Les mouvements sociaux sont souvent très puissants et semblent  atteindre un caractère révolutionnaire sans que rien ne garantisse qu’ils explosent. Ils relèvent d’une alchimie exceptionnelle où l’on observe différents facteurs qui se conjuguent mais qui souvent ne suffisent pas en eux-mêmes.

Il y faut la « touche »

Ce qui compte le plus c’est l’élément déclencheur, il est imprévisible.

On « sent » qu’on est « au bord » et on n’y est pas : c’est pourtant toujours un élément inattendu, spontané qui soulève, indigne, révolte les foules en masse. Ça ne se décrète pas et les « appels » d’en haut n’ont pas de prise, il faut que ça vienne d’en bas, comme une secousse sismique.

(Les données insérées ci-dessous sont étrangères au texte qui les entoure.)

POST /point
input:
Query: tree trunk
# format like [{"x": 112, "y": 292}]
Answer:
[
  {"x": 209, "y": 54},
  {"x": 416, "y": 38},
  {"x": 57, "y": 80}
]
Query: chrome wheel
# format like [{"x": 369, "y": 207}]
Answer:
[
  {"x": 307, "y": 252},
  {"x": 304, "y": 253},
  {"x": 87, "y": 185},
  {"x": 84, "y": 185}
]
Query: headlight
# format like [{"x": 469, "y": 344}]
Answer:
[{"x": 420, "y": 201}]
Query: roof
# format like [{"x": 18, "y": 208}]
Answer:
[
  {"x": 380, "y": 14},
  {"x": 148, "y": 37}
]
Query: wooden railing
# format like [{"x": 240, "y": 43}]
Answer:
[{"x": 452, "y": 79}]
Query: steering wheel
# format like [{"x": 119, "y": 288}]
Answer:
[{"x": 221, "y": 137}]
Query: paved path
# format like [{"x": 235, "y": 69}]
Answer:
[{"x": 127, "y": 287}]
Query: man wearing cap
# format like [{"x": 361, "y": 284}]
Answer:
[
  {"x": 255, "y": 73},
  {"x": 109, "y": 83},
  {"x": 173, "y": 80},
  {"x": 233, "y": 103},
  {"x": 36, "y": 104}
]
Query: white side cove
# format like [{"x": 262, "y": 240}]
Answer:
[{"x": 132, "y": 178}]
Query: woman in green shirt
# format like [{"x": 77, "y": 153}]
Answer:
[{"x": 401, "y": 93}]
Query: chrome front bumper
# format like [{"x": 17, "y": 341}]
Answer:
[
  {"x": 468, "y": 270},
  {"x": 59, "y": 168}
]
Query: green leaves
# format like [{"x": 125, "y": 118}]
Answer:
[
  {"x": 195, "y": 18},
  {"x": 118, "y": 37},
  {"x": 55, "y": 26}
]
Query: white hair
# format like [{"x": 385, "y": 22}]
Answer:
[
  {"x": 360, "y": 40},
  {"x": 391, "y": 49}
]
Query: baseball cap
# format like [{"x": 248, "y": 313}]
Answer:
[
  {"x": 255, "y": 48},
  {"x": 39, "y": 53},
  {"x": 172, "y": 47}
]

Le rôle des militants des syndicats, des associations et des partis, chacun à leur niveau, dans leurs sphères d’action respectives, est d’éclairer, d’expliquer, de « faire murir » mais pas de dicter. Dicter, ordonner, tempêter, ordonner ça ne se sert à rien, collons aux soubresauts de la terre en mouvement.

 

Comme les tremblements de terre, on sait où sont les failles, on sait quelles plaques tectoniques se meuvent, on parie sur les variations des cycles, mais seules les forces des strates de la matière en décident. Les luttes de classes ont des hauts et des bas, les affrontements sont parfois lents, permanents. Et puis le tremblement de terre surgit. S’il survient aujourd’hui en France il serait puissance 7 sur l’échelle de Richter, ça fera mal à la droite, aux capitalistes, ils auront à payer cher les souffrances qu’ils nous ont si durablement et collectivement infligées.

 

Ce que nous vivons en cet hiver 2022-23, offre toutes les caractéristiques qui conduisent à une crise révolutionnaire sans qu’on sache de jour en jour si elle va vraiment faire irruption. Ça vient de loin : plus de quinze années de reculs sociaux, ont été subies malgré de très grandes résistances, manifestations et grèves. Il y a de la matière  accumulée.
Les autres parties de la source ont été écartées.